I meant this time to thoroughly convince Buckhurst of my ability to gabble platitude. My desire that he should view me as a typical gendarme was intense.

So I coughed solemnly behind my hand, knit my eyebrows, and laid one finger alongside of my nose.

"Is it not my duty, as a guardian of national interests, to point out to Mr. Buckhurst his honest errors? Certainly it is, madame, and this is the proper time."

Turning pompously to Buckhurst, I fancied I could almost detect a sneer on that inexpressive mask he wore—at least I hoped I could, and I said, heavily:

"Monsieur, for a number of years there has passed under our eyes here in France certain strange phenomena. Thousands of Frenchmen have, so to speak, separated themselves from the rest of the nation.

"All the sentiments that the nation honors itself by professing these other Frenchmen rebuke—the love of country, public spirit, accord between citizens, social repose, and respect for communal law and order—these other Frenchmen regard as the hallucinations of a nation of dupes.

"Separated by such unfortunate ideas from the nation within whose boundaries they live, they continue to abuse, even to threaten, the society and the country which gives them shelter.

"France is only a name to them; they were born there, they live there, they derive their nourishment from her without gratitude. But France is nothing to them; their mother-land is the Internationale!"

I was certain now that the shadow of a sneer had settled in the corners of Buckhurst's thin lips.

"I do not speak of anarchists or of terrorists," I continued, nodding as though profoundly impressed by my own sagacity. "I speak of socialists—that dangerous society to which the cry of Karl Marx was addressed with the warning, 'Socialists! Unite!'

"The government has reason to fear socialism, not anarchy, for it will never happen in France, where the passion for individual property is so general, that a doctrine of brutal destruction could have the slightest chance of success.

"But wait, here is the point, Monsieur Buckhurst. Formerly the name of 'terrorist' was a shock to the entire civilized world; it evoked the spectres of a year that the world can never forget. And so our modern reformers, modestly desiring to evade the inconveniences of such memories among the people, call themselves the 'Internationale.' Listen to them; they are adroit, they blame and rebuke violence, they condemn anarchy, they would not lay their hands on public or individual property—no, indeed!

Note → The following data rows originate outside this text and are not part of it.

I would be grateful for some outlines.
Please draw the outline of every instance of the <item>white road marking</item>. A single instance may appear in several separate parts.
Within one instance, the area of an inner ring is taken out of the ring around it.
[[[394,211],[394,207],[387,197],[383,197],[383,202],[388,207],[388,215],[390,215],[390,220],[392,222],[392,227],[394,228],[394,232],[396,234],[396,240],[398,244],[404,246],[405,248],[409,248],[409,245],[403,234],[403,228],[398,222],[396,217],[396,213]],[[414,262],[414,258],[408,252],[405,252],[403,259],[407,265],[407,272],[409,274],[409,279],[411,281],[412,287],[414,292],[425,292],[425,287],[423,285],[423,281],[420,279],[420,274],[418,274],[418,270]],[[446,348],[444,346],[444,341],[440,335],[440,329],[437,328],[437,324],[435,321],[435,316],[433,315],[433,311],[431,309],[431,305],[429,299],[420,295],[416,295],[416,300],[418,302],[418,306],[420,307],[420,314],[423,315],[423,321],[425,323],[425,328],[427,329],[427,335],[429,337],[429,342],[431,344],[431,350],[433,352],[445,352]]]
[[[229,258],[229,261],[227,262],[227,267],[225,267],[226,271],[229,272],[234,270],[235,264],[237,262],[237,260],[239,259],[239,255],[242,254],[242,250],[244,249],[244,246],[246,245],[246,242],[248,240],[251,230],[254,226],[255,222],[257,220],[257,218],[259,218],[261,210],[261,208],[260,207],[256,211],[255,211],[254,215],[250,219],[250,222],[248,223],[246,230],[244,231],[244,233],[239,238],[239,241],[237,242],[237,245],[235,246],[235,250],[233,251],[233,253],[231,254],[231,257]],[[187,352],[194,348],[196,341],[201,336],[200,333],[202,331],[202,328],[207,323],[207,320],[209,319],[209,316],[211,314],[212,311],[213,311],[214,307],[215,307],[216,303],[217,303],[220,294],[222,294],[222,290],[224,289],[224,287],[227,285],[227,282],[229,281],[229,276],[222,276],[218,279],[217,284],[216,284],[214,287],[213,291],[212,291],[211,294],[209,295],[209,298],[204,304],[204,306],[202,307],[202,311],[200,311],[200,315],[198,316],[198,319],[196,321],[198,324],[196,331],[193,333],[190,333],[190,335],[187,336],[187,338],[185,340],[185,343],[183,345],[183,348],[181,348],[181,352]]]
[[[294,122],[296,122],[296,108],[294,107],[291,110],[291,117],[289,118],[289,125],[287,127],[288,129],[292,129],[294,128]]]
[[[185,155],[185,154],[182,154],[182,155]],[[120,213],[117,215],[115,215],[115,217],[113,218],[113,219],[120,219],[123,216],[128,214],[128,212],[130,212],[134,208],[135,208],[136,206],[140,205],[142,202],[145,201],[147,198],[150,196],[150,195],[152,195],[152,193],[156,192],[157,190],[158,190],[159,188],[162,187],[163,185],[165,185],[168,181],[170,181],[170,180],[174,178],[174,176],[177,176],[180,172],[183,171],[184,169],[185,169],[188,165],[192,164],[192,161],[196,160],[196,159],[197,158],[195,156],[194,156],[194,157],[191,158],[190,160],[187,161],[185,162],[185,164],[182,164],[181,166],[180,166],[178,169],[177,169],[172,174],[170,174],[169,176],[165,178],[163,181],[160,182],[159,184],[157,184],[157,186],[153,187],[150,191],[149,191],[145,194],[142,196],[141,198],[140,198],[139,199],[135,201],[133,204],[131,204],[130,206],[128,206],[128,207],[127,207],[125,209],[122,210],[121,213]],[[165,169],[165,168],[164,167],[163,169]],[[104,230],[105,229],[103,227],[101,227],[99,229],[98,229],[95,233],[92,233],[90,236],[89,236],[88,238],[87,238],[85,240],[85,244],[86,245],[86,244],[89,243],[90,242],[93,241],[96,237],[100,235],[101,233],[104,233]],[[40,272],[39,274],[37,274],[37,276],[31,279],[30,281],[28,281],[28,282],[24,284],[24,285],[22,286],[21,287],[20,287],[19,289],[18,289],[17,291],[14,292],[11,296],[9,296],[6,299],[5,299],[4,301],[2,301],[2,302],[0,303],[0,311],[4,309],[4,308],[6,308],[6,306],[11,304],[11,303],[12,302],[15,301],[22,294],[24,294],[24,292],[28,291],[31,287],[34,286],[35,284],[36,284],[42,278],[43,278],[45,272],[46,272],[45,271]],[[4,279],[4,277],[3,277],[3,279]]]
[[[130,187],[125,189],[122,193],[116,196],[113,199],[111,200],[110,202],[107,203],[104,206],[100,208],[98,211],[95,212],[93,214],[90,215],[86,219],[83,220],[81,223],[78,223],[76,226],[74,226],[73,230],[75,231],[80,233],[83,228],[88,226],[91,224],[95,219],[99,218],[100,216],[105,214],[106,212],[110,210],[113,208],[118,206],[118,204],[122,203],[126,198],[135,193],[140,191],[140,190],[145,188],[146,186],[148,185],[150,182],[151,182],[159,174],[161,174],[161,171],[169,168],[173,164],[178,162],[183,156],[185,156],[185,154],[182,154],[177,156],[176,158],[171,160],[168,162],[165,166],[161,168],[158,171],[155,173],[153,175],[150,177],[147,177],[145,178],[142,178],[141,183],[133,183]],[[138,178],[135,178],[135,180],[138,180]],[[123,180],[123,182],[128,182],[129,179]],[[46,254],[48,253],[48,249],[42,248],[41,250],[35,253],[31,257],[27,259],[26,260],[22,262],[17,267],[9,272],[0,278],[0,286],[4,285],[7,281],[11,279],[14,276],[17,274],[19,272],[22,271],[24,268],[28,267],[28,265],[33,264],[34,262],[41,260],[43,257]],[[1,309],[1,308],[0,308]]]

"Ah, madame, but you should hear them in their own clubs, where the ladies and gentlemen of the gutters, the barriers, and the abattoirs discuss 'individual property,' 'the tyranny of capital,' and similar subjects which no doubt they are peculiarly fitted to discuss.

"Believe me, madame, the little coterie which you represent is already the dupe and victim of this terrible Internationale. Their leaders work their will through you; a vast conspiracy against all social peace is spread through your honest works of mercy. The time is coming when the whole world will rise to combat this Internationale; and when the mask is dragged from its benignant visage, there, grinning behind, will appear the same old 'Spectre Rouge,' torch in one hand, gun in the other, squatting behind a barricade of paving-blocks."

I wagged my head dolefully.

"I could not have rested had I not warned Mr. Buckhurst of this," I said, sentimentally.

Which was fairly well done, considering that I was figuratively lamenting over the innocence of the most accomplished scoundrel that ever sat in the supreme council of the Internationale.

Buckhurst looked thoughtfully at the floor.

"If I thought," he murmured—"if I believed for one instant—"

"Believe me, my dear sir," I said, "that you are playing into the hands of the wickedest villains on earth!"

"Your earnestness almost converts me," he said, lifting his stealthy eyes.

The Countess appeared weary and perplexed.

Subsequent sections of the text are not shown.